Latest revision as of 13:20, June 2, 2016

The Monastery of St. Job of Pochaev in Munich, Germany was founded in 1946 by refugee monks from Pochaev Lavra after the Bolshevik 1917 take over of Russia.

History

After the Bolshevik forces took control of Russia in late 1917, many clerics and monastics were forced to leave the country. In 1923, Archimandrite Vitaly (Maximenko) of the Pochaev Lavra moved the Lavra's printing equipment to the Carpathian Mountains outside of Russia and founded a Pochaev monastery in exile in Ladomirova, Czechoslovakia, dedicated to St. Job of Pochaev. There, the Monastery of St. Job functioned from 1924 until 1944, furnishing the Russian emigree church with service books and spiritual literature.

As Soviet forces neared the Carpathian monastery in 1944, a large portion of the community of monks left for Germany, then to Switzerland, and finally to Jordanville, New York in the United States of America. Those monks who did not depart for America, along with new novices and monks, gathered around Archimandrite Job in Germany, near Munich.

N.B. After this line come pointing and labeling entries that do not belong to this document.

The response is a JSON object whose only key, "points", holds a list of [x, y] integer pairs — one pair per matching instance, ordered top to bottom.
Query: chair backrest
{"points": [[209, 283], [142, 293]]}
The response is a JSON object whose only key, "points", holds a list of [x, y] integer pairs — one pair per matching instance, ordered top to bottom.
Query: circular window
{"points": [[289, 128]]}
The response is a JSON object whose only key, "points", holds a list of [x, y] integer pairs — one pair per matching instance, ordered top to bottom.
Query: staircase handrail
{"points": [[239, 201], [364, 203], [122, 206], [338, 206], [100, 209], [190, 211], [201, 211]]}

In the decades after World War II the monastery in Munich went through several phases as the monastic life in Munich declined. With the arrival at the monastery of the Bishop Mark of Munich and Southern Germany in 1981, the monastic community was renewed. Currently the head of the monastery is Archbishop Mark of Berlin and Germany, who also resides there. The monks manage a variety of obediences including church singing, cleaning, candle-making, and publishing.